2025年7月13日(日)

脱「ゼロリスク信仰」へのススメ

2025年7月1日

オミクロンの逆襲と「語られざる真実」

 21年末、それまでの楽観論を根底から覆す事態が発生した。新たな「オミクロン株」の出現である。

 この変異株は、それまでのデルタ株より免疫を回避する能力が高く、潜伏期間が短く、強い感染力を持ち、南アフリカではわずか2週間でデルタ株から置き換わった。日本でも21年11月末に最初の感染例が確認された。

 オミクロン株の登場は、ワクチンの有効性に関する「常識」を劇的に変化させた。

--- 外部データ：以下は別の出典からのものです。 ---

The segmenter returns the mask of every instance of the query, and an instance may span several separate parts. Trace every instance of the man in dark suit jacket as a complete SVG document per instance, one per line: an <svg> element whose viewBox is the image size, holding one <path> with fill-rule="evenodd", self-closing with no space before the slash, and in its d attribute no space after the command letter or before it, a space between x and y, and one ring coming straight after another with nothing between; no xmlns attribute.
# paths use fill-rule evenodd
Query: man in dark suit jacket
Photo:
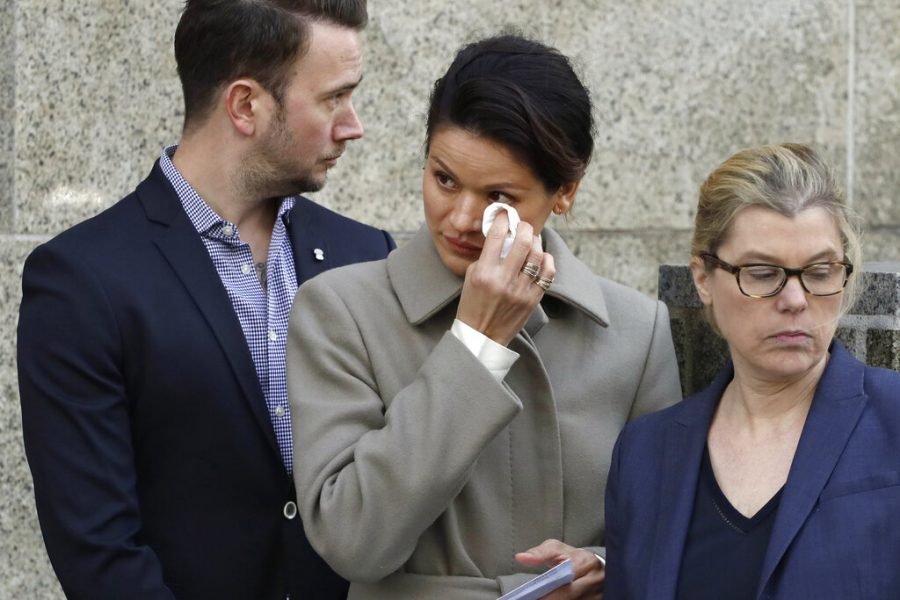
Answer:
<svg viewBox="0 0 900 600"><path fill-rule="evenodd" d="M69 598L345 597L297 517L284 351L300 283L394 247L296 195L362 135L365 21L188 0L179 145L26 262L25 449Z"/></svg>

これまで国民的期待の中核を担ってきた「感染予防効果」が著しく低下したのである。

 ファイザー社製で8.8%、モデルナ社製で4.9%にまで急落し、3回目のブースター接種によって一時的に60%程度まで回復するものの、その効果も数カ月で顕著に低下することが示されたのだ。

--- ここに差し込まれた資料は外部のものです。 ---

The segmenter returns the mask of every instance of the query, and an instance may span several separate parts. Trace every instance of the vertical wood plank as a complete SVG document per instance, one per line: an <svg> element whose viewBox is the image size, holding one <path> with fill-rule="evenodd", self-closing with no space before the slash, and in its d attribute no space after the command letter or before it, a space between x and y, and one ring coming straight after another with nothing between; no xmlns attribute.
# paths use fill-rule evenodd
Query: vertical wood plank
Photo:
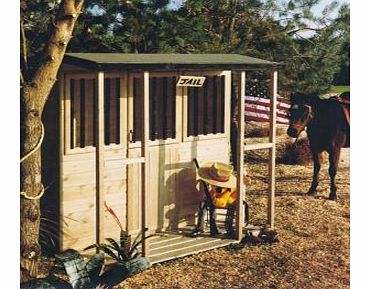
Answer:
<svg viewBox="0 0 370 289"><path fill-rule="evenodd" d="M128 126L128 139L130 142L133 141L132 132L134 130L134 79L132 76L128 75L128 87L127 87L127 126Z"/></svg>
<svg viewBox="0 0 370 289"><path fill-rule="evenodd" d="M230 82L230 78L228 79ZM231 85L228 83L226 86ZM238 142L237 142L237 210L236 210L236 238L243 237L243 172L244 172L244 97L245 97L245 71L238 73Z"/></svg>
<svg viewBox="0 0 370 289"><path fill-rule="evenodd" d="M277 70L270 74L270 135L272 147L269 149L269 185L267 202L267 222L271 229L274 228L275 216L275 156L276 156L276 99L277 99Z"/></svg>
<svg viewBox="0 0 370 289"><path fill-rule="evenodd" d="M64 100L64 153L71 149L71 78L66 77Z"/></svg>
<svg viewBox="0 0 370 289"><path fill-rule="evenodd" d="M227 138L230 138L230 112L231 112L231 71L225 71L225 94L224 94L224 132L226 134ZM245 83L245 81L244 81ZM245 94L245 88L244 88L244 94ZM244 95L243 94L243 99ZM243 100L244 101L244 100ZM243 104L244 105L244 104ZM243 124L244 124L244 107L243 107ZM243 130L244 131L244 130Z"/></svg>
<svg viewBox="0 0 370 289"><path fill-rule="evenodd" d="M80 80L75 79L73 86L73 147L81 145L81 94Z"/></svg>
<svg viewBox="0 0 370 289"><path fill-rule="evenodd" d="M222 121L224 121L223 119L223 115L222 115L222 95L225 95L224 93L222 93L221 91L221 81L223 81L223 78L220 77L220 76L217 76L216 78L216 91L215 91L215 94L216 94L216 133L219 133L221 132L221 129L222 129Z"/></svg>
<svg viewBox="0 0 370 289"><path fill-rule="evenodd" d="M97 73L96 242L104 241L104 72Z"/></svg>
<svg viewBox="0 0 370 289"><path fill-rule="evenodd" d="M188 135L188 96L184 88L176 86L176 139L184 141Z"/></svg>
<svg viewBox="0 0 370 289"><path fill-rule="evenodd" d="M94 109L94 82L85 80L85 146L92 146L94 142L93 109Z"/></svg>
<svg viewBox="0 0 370 289"><path fill-rule="evenodd" d="M144 256L148 256L149 246L148 240L145 239L147 229L147 200L149 194L149 72L144 72L144 93L143 93L143 106L142 106L142 138L141 138L141 155L145 161L141 165L141 230L142 230L142 251Z"/></svg>
<svg viewBox="0 0 370 289"><path fill-rule="evenodd" d="M156 106L157 106L157 114L156 114L156 132L157 132L157 139L163 139L163 124L164 124L164 87L163 87L163 77L157 77L157 99Z"/></svg>
<svg viewBox="0 0 370 289"><path fill-rule="evenodd" d="M183 87L185 91L184 96L184 123L187 130L184 132L184 136L193 136L195 132L195 121L194 121L194 111L195 111L195 97L194 97L194 88L193 87Z"/></svg>
<svg viewBox="0 0 370 289"><path fill-rule="evenodd" d="M116 143L117 138L117 86L116 79L111 78L110 80L110 107L109 110L109 124L110 124L110 143Z"/></svg>
<svg viewBox="0 0 370 289"><path fill-rule="evenodd" d="M203 128L204 128L204 117L203 117L203 111L204 111L204 87L194 87L196 91L198 91L198 96L195 99L196 102L198 102L198 108L197 108L197 119L198 119L198 131L197 135L204 134Z"/></svg>
<svg viewBox="0 0 370 289"><path fill-rule="evenodd" d="M127 105L128 105L128 97L127 97L127 72L120 74L120 100L119 100L119 121L120 121L120 143L123 145L124 148L127 148L127 122L128 122L128 113L127 113ZM126 151L125 151L126 153Z"/></svg>
<svg viewBox="0 0 370 289"><path fill-rule="evenodd" d="M59 107L60 107L60 113L59 113L59 180L63 180L63 155L65 151L65 143L64 143L64 136L65 136L65 131L64 131L64 119L65 119L65 96L64 96L64 73L59 72L58 74L58 80L59 80ZM59 181L59 250L62 250L63 248L63 241L64 241L64 223L63 223L63 218L64 218L64 208L63 208L63 182Z"/></svg>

 一方、極めて重要なことは、入院予防や重症化予防の効果は、感染予防効果ほど大きくは低下せず、特にブースター接種後には比較的高いレベルで維持された。こうして「感染は防げないが、重症化は防げる」という、根本的な変化が起こったのだ。

 その結果、高いワクチン接種率を達成したにもかかわらず、日本は22年初頭、オミクロン株による未曾有の「第6波」感染爆発に見舞われた。22年3月時点で国民の2回接種率は79.3%に達していたが、新規感染者数は過去の波をはるかに上回る水準に急増した。ワクチンでパンデミックは終わると信じていた国民にとって、これは理解しがたい事態だった。

 その結果、政府は厳しい批判にさらされ、3回目接種の開始の遅れが最大の争点となった。国会では、野党から「3回目のワクチンの遅れは人災だ」として、岸田文雄首相(当時)の判断ミスを追及する場面が繰り返された。

 新聞各紙も、「準備不足」「対応の遅れ」として政府の姿勢を厳しく論難した。ところが、期待された3回目の接種が終了した後に、さらに大きな「第7波」に襲われ、ここにきてワクチン懐疑論が広まっていった (「ワクチン接種しても感染拡大する理由 重要な対策の転換」「効果が見えないワクチンの「悲劇」 メディアの責任は?」)。

 この時期に日本政府が直面した最大の課題は、ワクチンの効果そのものよりも、自らが作り上げた物語との整合性をどう取るのかという、「コミュニケーションの袋小路」であった。「感染予防」と「社会的責任としての全員接種」を柱とする物語を大々的に展開した手前、政府は「感染拡大はワクチンでは防げない」という不都合な真実を率直に認めることができなかった。それを認めれば、全国民への接種を推進した根拠、若者にまで努力義務を課した正当性、そして「ワクチン/検査パッケージ」のような社会経済活動再開策の前提が、すべて崩壊するからである。

 政府が選んだ解決策は、正直な方針転換を国民に伝えることではなかった。ワクチンの主目的が「感染予防」から「重症化予防」へとシフトしたことを明確に説明する代わりに、「とにかくブースター接種を」という行動喚起のメッセージを繰り返すに留まった。

 なぜブースター接種が必要なのか、その目的はどう変わったのかという最も重要な説明が欠落したことで、国民の混乱は増し、政府への不信感が醸成された。この対応は、リスクコミュニケーションの重大な失敗事例であった。